About Me

Who I Am

I (he/him) am an Assistant Professor in the College of Information Sciences and Technology at Penn State, where I lead the Human Language Technologies Lab. My research spans natural language processing, privacy, security, and computational social science.

Prior to becoming faculty, I held postdoctoral positions at Carnegie Mellon University and the University of Edinburgh. I received my PhD in Computer Science from the University of Maryland in 2011.

Contacting Me

You can reach me at shomir _at_ psu.edu. If you are on Penn State's University Park campus, you can stop by my office at E310 in the Westgate Building.
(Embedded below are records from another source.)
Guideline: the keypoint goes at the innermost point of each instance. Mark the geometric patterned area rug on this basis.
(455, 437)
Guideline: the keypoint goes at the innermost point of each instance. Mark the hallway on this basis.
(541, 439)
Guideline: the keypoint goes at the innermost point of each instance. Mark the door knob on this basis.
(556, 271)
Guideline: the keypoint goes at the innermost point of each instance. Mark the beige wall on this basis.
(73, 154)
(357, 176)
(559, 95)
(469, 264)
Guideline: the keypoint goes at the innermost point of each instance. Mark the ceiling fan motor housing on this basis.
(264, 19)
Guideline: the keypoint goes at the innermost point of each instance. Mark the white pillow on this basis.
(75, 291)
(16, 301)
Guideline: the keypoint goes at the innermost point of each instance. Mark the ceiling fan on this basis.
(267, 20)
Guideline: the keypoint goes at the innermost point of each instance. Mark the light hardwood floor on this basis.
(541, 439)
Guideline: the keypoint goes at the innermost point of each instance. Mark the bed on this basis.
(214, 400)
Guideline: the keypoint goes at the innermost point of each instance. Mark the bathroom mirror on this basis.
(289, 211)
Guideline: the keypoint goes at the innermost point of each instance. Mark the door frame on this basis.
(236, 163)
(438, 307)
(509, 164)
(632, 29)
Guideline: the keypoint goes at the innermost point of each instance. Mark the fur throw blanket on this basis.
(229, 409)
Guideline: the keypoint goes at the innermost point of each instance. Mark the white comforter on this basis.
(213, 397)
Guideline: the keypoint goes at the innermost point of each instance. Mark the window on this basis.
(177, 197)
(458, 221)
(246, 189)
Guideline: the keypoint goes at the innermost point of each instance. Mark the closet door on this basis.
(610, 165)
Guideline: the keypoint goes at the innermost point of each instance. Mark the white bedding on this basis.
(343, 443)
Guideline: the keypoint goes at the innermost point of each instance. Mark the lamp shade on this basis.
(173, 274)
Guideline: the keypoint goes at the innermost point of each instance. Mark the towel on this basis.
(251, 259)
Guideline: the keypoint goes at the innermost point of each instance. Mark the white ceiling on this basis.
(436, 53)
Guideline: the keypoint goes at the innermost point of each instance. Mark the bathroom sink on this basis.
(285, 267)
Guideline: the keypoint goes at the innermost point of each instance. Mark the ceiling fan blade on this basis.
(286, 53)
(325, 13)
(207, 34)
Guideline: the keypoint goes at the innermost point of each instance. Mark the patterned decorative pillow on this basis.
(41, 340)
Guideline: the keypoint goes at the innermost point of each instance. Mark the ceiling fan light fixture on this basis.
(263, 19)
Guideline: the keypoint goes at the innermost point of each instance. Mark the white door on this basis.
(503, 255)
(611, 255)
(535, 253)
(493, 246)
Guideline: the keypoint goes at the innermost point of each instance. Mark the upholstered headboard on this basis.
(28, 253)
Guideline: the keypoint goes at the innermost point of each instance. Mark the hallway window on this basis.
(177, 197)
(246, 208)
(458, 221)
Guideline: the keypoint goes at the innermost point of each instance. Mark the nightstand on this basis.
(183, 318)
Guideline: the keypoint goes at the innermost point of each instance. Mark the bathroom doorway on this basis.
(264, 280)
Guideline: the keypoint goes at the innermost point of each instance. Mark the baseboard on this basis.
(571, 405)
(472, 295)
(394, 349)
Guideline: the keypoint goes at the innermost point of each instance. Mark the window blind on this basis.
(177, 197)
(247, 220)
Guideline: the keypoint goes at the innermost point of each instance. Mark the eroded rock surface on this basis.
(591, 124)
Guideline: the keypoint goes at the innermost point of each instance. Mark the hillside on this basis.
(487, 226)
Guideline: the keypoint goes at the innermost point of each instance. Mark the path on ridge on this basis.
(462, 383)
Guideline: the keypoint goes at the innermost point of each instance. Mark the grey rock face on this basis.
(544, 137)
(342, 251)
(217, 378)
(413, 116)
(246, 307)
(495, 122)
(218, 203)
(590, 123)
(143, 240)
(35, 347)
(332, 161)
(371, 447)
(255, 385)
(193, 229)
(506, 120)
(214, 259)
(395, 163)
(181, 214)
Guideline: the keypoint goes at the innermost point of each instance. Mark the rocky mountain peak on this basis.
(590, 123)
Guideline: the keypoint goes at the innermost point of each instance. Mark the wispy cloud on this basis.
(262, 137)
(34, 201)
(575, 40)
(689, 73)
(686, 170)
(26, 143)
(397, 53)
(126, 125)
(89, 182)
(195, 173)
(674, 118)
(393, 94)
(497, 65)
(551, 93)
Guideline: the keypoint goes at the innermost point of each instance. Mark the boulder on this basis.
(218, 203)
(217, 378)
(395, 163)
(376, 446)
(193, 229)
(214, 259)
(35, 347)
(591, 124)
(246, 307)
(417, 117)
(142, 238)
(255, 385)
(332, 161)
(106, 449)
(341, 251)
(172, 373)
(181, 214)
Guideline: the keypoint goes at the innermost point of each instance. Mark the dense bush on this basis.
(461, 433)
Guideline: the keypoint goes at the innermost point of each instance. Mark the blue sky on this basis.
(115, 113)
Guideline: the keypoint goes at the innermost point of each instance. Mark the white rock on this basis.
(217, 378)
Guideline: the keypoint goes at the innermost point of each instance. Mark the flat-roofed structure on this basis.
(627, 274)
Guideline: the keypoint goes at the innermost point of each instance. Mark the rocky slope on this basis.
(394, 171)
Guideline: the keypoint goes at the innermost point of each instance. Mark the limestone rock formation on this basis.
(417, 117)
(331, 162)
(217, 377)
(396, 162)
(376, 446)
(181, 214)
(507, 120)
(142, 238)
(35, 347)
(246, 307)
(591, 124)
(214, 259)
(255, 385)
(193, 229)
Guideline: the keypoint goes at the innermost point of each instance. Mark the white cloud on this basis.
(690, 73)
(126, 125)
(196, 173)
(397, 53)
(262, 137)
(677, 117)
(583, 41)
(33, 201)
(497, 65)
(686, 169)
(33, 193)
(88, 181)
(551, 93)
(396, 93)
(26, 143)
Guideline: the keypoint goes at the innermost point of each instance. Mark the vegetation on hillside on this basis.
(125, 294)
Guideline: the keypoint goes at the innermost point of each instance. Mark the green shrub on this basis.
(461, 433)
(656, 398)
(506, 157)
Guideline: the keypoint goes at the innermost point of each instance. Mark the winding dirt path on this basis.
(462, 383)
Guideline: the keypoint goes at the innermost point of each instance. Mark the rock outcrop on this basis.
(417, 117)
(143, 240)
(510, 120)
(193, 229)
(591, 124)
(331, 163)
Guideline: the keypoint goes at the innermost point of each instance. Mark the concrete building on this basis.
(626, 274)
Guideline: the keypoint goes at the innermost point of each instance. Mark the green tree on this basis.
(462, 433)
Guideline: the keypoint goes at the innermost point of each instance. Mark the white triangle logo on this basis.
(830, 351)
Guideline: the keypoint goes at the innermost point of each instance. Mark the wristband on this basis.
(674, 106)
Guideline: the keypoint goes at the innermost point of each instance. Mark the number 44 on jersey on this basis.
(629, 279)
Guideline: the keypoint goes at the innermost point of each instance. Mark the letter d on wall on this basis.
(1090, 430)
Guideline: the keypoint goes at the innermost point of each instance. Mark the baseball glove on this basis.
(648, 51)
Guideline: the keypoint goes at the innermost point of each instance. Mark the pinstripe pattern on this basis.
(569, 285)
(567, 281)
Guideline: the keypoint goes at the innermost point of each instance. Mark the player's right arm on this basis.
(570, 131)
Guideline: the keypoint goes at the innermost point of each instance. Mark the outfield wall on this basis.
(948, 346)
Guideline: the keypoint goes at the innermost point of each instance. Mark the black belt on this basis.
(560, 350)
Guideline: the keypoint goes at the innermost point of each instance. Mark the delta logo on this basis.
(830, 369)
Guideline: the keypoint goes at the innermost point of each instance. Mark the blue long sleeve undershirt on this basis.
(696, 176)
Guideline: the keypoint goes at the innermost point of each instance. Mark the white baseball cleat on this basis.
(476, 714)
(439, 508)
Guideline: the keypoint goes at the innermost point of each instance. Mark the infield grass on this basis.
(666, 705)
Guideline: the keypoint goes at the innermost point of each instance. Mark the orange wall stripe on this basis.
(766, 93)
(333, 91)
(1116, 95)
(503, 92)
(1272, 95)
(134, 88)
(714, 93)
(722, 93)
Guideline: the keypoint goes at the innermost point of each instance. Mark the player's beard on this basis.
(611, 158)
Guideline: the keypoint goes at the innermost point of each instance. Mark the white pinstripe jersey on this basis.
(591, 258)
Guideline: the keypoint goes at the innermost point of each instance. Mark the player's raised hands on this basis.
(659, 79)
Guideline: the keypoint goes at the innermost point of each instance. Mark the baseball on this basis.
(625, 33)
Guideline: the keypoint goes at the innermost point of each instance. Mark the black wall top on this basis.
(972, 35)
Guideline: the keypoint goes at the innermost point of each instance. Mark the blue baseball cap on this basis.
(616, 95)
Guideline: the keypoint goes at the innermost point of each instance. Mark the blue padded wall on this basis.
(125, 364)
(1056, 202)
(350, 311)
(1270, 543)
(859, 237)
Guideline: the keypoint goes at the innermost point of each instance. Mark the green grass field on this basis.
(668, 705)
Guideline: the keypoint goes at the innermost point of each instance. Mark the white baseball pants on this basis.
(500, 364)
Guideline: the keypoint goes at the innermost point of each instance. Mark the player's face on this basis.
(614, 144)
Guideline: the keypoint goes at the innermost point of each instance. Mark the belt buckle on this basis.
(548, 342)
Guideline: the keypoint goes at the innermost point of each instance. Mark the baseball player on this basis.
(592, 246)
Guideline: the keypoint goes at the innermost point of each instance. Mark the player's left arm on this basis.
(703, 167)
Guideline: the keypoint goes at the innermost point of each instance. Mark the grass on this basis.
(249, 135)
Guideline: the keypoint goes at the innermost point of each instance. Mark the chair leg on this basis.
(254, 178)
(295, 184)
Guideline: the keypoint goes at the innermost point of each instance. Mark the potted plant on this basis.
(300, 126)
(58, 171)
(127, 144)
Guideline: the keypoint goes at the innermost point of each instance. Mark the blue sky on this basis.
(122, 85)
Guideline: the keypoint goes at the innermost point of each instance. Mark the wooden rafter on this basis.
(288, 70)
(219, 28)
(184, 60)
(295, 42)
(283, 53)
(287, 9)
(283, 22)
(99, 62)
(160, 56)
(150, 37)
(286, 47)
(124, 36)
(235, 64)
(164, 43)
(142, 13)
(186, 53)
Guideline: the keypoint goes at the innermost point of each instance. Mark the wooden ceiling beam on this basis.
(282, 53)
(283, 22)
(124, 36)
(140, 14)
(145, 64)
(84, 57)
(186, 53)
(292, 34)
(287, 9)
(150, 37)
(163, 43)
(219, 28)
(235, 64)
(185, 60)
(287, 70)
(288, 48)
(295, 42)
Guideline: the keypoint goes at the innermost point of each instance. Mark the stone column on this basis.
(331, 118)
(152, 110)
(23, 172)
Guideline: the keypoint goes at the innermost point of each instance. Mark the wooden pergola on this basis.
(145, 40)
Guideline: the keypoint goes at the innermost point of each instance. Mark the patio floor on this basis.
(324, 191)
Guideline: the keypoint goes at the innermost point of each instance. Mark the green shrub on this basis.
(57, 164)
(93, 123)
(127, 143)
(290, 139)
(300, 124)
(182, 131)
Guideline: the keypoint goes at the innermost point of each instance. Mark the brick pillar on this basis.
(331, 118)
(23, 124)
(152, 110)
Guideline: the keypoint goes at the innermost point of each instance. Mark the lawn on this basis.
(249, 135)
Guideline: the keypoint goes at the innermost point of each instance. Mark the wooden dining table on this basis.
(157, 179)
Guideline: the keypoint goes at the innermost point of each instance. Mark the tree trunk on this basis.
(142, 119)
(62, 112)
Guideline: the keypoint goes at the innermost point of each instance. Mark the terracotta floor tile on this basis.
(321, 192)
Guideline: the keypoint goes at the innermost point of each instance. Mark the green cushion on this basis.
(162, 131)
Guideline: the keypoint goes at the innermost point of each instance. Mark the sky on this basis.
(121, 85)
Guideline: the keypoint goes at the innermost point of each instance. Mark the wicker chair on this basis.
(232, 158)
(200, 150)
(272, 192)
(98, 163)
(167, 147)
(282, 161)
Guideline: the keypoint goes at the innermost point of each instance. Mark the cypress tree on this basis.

Students taking my classes may benefit from browsing my Guide for Interacting With Faculty before contacting me.

Students interested in joining my lab: I sometimes have openings for PhD students, MS students, and undergraduates to work on projects related to natural language processing or privacy. If you're interested in working with me, first consult my Guide for Joining My Lab and then email me with "read your recruiting note" as the subject line. Include a CV and an explanation of your specific interests in my research.

Curriculum Vitae

Here it is.

Latest News

I also sometimes post news and thoughts to Twitter or Mastodon.

2023-01-27: Our proposal SaTC: CORE: Small: Toward Privacy Equity through Contextual Understanding of Self-Disclosure" has been awarded. I'll be working with colleague Sarah Rajtmajer on studying relationships between socioeconomic status and individuals' privacy behaviors in social media.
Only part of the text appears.